Later in the day, we came across this man entertaining a crowd. He played slowly and consistantly, never looking up at his audience. Past the Music Man, we walked down a narrow street, away from the crowded main one, and heard a loud banging noise. I peered into a little workroom/shop and found an old man banging copper pots in the back of his shop. In his store were beautiful handmade pots, cups and all sorts of jewelry. I bought a ring made from thin copper wires and various glass beads in shades of amber. He seemed suprised at my infactuation for the seemingly insignificant ring and through out a price of 6000 won (less than $6). Despite the fact that it turns my finger green, I love it.


Book Store, originally uploaded by katevsnow.

On Saturday Justin and I set out to find a map and atlas store to find a map of Puk'ansam National Park, right outside of Seoul. After an unsuccessful attempt to buy a map in English, we wandered down the road and ran into the Insa-dong area. The Insa-dong district is full of local artists workshops and showrooms, galleries and unique restaurants. There I took this photo of a small bookstore packed floor to ceiling with books.
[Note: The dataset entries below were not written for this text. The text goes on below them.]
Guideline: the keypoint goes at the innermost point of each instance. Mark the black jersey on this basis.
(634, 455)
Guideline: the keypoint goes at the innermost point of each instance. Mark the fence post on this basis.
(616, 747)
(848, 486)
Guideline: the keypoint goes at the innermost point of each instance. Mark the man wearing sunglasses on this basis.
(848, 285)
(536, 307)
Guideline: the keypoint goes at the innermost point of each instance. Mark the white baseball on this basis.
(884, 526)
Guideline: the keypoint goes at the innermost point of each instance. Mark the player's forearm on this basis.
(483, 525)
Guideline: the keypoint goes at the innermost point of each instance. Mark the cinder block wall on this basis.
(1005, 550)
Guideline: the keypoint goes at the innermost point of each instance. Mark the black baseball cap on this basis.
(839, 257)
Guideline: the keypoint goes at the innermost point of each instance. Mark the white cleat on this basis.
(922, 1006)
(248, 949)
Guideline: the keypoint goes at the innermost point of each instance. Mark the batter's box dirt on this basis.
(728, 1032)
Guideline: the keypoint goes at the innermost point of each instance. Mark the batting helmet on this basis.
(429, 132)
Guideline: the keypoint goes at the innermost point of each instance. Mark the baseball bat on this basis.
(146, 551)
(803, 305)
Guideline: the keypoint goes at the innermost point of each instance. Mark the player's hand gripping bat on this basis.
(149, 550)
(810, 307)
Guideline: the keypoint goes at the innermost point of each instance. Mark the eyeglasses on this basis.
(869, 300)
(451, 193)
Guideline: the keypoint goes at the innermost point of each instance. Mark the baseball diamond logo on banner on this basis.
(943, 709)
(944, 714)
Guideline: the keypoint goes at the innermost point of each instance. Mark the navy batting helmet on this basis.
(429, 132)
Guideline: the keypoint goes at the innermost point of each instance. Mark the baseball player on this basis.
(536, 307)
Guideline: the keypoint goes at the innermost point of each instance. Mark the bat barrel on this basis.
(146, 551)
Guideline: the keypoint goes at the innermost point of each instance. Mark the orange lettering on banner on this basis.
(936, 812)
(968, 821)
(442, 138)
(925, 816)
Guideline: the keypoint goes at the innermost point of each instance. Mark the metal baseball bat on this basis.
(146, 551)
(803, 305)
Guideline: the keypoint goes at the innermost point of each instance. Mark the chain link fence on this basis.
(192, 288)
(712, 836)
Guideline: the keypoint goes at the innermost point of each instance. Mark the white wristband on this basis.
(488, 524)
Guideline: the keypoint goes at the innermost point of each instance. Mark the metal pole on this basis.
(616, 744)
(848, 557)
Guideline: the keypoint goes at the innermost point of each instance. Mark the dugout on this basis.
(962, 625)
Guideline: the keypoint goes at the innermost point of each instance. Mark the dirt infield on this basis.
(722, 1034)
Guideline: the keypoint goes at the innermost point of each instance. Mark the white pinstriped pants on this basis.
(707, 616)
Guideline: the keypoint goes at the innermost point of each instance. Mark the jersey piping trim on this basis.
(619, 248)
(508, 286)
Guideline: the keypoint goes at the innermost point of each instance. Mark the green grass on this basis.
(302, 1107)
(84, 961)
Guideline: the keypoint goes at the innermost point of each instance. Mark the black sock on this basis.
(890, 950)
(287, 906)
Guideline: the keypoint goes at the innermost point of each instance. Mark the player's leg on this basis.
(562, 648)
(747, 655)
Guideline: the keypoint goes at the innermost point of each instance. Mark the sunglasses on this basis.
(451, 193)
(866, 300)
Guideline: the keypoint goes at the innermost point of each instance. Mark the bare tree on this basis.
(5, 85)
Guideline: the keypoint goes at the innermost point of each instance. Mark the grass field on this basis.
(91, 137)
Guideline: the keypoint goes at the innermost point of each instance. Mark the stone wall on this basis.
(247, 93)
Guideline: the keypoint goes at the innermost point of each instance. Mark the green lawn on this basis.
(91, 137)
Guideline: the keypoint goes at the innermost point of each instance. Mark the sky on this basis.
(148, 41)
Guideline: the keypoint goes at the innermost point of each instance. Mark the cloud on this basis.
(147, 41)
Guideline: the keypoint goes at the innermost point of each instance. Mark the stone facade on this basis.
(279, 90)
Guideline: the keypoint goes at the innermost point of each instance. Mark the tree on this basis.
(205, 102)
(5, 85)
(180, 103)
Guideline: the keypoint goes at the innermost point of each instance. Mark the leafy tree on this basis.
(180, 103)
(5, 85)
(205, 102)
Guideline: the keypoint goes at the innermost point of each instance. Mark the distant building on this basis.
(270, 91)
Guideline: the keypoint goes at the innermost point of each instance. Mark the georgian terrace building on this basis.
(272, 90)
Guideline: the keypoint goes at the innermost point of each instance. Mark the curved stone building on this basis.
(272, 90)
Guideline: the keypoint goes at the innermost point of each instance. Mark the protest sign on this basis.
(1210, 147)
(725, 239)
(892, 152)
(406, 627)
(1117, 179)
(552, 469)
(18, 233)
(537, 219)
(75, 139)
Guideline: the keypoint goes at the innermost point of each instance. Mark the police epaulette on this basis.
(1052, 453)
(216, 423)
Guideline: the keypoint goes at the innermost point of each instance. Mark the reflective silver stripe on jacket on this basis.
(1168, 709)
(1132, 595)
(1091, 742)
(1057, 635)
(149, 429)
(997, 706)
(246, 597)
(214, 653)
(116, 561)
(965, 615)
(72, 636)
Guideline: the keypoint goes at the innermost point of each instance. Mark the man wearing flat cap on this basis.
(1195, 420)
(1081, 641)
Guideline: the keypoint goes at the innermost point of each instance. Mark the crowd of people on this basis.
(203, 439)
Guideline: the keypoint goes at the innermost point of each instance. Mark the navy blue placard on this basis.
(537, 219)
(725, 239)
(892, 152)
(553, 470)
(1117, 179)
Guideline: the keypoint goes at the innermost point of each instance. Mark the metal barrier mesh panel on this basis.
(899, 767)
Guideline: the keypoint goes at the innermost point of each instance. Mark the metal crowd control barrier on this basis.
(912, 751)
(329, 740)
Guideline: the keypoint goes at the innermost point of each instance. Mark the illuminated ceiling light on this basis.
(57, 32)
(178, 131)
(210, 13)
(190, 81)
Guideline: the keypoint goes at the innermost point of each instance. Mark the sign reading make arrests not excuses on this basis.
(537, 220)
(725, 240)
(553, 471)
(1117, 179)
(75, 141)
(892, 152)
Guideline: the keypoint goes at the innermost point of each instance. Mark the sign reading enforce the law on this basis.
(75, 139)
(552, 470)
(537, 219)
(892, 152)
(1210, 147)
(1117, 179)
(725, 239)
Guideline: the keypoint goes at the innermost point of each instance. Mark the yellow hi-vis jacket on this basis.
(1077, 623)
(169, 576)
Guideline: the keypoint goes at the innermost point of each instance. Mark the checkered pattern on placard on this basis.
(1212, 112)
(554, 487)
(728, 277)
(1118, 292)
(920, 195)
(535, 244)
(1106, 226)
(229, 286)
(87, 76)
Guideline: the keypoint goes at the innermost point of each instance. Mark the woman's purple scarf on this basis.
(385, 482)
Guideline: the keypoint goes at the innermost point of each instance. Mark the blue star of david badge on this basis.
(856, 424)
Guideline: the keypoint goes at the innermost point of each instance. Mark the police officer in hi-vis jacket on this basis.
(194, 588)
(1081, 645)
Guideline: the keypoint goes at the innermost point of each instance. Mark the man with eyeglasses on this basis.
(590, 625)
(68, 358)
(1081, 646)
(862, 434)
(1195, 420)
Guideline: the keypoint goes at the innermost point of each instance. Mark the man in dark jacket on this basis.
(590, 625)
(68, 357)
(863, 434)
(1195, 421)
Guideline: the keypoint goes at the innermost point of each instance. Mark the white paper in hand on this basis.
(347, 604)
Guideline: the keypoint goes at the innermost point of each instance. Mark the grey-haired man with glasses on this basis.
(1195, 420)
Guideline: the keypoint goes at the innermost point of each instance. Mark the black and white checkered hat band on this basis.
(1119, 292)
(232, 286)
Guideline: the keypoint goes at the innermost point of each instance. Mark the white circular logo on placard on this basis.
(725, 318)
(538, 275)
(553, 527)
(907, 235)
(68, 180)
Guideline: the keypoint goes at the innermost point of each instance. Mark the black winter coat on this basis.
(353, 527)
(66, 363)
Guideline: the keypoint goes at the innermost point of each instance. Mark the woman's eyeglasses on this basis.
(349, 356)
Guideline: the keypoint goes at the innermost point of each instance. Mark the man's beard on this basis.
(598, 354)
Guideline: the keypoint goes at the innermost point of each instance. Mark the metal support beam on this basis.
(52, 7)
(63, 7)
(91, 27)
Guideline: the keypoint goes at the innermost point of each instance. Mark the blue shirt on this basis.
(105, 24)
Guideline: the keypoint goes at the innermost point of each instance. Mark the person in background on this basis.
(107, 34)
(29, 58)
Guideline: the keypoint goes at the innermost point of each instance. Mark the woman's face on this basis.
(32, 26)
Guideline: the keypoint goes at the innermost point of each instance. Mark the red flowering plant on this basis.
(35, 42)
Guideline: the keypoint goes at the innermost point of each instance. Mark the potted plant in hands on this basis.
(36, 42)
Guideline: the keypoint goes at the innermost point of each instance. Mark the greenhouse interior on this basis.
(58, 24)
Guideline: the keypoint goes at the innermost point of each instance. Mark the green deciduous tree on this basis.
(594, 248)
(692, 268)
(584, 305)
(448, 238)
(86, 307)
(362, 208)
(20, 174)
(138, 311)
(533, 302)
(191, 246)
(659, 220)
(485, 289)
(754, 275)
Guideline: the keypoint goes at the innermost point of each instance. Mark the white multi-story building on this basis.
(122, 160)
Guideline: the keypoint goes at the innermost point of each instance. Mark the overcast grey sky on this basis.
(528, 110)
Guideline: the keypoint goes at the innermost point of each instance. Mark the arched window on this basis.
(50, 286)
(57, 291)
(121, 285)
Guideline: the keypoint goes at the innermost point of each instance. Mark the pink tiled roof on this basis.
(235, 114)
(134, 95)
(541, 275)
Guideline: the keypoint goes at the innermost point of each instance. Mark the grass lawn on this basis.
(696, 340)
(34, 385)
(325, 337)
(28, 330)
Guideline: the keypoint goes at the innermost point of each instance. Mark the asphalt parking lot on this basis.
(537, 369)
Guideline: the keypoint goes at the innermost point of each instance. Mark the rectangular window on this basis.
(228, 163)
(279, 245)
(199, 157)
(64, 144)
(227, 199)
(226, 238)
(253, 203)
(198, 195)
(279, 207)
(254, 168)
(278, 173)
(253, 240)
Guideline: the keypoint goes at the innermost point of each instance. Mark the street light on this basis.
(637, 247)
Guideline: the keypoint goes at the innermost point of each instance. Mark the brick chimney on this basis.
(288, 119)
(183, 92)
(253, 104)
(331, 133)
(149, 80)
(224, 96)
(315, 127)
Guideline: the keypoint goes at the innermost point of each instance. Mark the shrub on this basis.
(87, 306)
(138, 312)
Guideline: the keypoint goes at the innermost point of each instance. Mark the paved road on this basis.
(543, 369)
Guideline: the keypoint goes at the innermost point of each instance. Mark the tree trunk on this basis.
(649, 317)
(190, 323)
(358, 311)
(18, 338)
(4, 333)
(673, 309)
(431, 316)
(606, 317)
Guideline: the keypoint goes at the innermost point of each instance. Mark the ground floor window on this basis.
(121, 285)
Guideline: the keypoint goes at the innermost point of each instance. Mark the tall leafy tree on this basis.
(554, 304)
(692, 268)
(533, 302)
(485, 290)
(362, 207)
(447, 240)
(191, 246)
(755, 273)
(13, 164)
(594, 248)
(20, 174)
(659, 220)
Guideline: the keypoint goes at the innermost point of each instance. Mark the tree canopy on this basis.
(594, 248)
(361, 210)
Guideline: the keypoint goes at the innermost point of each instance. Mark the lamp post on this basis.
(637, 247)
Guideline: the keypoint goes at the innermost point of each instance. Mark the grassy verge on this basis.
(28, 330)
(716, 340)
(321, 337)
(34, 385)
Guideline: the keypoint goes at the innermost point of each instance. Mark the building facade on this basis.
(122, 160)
The owner of the store was barely visible from the door.

The Colored Wall

Colored Wall
Originally uploaded by katevsnow.
I noticed the colors of this wall from a couple streets back, while walking down the street in Insa-dong. The grey and rather dullness of its surrounding area really emphasized the vivid stripes of the wall.


Street Food

From the first day we have tried different methods of eating, from the traditional Korean restaurants, noodle shops, and BBQ beef places, to the street vendors (egg sandwiches, cinnamon things, chicken kabobs), to the standing while eating microwave ramen/sushi in the LG25 mini mart type stores.
Justin has taken quite a liking to the street food, as he has been much more adventurous in trying the various foods than I. One of his favorites so far is the corn dog with french fries fried in the batter and ketchup smoothered on top. Another is the hot puffy bread with cinnamin and sugar inside.